For the benefit of the tape, it is … day … time and present there is me, … (the participant) and …
Before we start, I just have a few questions that you can answer yes or no to:
- Do you understand what the interview is about?
- Do you understand the purpose of the interview?
- Are you happy to take part in the interview and for it to be recorded?
Everything that is said during the next hour and a half is confidential. If, however, you do disclose any information that highlights a breach of the law or a dangerous practice, I will be duty bound to break confidentiality. This means that if during the session you tell me you have broken the law or done something dangerous that may result in harm to yourself or others, I will have to report to the necessary people.
If anything we speak about today does make you feel uncomfortable you are free to not answer a particular question, request for the recorder to be switched off and to resume the interview after a short break or you can ask to terminate the interview all together at any point. If after this discussion has taken place you wish to remove your comments from the study, please contact me or another researcher on the study, and none of your comments will be taken into account when performing the analysis.
Current role/COPD strategies
- Can you tell me a little about what you do for patients with COPD whom you have contact with? Are there any current strategies you use? Anything you would like to be able to do with these patients? Do you see them regularly? What do you do when they are first diagnosed? Do you offer any interventions/support?
- What do you understand by the term “self-management”? Patients independently doing something to help themselves. Self-management is the term given to the way persons manage their life and lifestyle to optimize their health, well-being and quality of life.
- Do you think self-management is important for patients with COPD? If yes, in what ways? If not, why not?

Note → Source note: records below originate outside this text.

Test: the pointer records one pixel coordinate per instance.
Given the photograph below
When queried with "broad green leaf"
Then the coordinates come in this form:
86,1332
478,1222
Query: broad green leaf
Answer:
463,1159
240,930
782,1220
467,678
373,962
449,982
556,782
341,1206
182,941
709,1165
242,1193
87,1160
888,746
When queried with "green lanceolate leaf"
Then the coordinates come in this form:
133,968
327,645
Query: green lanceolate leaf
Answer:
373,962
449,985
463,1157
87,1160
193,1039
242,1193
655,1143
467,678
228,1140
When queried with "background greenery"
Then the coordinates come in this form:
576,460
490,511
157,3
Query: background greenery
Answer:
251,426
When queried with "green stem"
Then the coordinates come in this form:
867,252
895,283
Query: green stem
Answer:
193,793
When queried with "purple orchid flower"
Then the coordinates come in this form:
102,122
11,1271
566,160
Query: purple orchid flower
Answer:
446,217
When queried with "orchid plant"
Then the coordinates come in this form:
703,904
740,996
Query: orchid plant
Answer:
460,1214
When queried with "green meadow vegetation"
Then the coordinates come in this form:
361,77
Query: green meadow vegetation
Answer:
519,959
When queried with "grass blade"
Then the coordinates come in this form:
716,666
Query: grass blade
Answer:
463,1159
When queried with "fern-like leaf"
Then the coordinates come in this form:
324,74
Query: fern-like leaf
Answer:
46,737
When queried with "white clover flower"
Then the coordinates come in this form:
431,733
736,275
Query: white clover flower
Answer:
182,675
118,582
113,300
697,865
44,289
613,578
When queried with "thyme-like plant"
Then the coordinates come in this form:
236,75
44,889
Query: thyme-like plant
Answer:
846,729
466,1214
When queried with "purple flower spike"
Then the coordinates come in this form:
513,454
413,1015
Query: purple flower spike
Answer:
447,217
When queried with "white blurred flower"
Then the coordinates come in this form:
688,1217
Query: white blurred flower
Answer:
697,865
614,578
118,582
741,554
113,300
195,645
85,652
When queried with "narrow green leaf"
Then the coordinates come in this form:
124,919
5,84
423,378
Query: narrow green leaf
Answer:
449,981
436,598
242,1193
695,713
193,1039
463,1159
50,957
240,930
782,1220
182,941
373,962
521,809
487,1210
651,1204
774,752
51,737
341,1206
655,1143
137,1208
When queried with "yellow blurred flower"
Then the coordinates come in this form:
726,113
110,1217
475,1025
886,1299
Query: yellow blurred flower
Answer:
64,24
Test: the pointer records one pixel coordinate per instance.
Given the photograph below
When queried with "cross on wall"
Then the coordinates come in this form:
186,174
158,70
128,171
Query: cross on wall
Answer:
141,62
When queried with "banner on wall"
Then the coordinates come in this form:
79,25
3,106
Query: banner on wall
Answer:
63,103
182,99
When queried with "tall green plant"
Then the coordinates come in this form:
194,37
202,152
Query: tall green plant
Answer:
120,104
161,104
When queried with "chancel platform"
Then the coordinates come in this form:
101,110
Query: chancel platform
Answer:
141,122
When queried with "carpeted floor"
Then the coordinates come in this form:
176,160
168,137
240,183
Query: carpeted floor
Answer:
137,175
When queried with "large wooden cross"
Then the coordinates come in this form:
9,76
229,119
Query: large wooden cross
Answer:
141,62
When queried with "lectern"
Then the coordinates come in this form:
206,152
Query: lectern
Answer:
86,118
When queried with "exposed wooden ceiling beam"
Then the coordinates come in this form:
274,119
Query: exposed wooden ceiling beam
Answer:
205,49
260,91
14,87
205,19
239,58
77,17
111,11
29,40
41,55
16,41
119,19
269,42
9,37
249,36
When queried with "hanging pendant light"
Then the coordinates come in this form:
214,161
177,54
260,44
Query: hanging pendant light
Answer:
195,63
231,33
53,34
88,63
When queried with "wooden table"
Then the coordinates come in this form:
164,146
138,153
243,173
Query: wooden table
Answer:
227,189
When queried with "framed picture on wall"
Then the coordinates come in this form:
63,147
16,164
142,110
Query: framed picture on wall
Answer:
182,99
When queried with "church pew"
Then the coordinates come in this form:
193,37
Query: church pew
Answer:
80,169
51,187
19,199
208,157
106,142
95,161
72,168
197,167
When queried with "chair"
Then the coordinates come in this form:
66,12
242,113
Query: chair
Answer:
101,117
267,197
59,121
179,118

- How well do you think you currently help patients to self-manage their COPD? What do you do to help this? Any difficulties in doing this?
- Do you feel there are any barriers for patients to adopt self-management strategies? Lack of motivation? Do you find it difficult to motivate patients? How do you motivate patients? Unable/unwilling to take advice on board?
You have had a chance to look at the manual, is there anything you would like to comment on? Are there any areas within the manual that you feel you may need more knowledge on (look at contents page)? Is there anything in there you are unsure about – exercise/activity/medication/education or advice?
- How would you feel about introducing this manual to a patient with COPD? What barriers do you think you may have in doing this? What would you feel most confident in doing?
- How would you support patients who have this manual? Telephone calls to help patients? How would you feel about doing this – any barriers or help needed? Ongoing support?
- Would you assess or follow-up these patients to find out if they were benefiting from this manual? How would you do this? Formal or informal? Do you feel it is important to measure change in patients’ physical performance, quality of life or other aspect of their well-being? Would you measure a change in patient’s exercise levels, that is, walking tests? Would you use questionnaires or interviews to measure knowledge or Quality of Life? Any problems in doing this?
Do you feel you would need help or training in order to deliver the manual to patients with COPD effectively? If so, why? What parts in particular? If no, why not?
- What would be the best way of delivering this training? On the job, observation, web-based, training day, telephone/email support? One-off training, few days or continued support?
- Do you feel you would need ongoing support or resources? If yes, in what ways? If no, why not? Best way to provide this?
- Any problems with being able to train? Time, cost, staff?
I have asked all the questions I would like to now. Do you have anything you feel like you would like to add?
Thank you very much for all your time and comments. I will turn off the dictaphone now.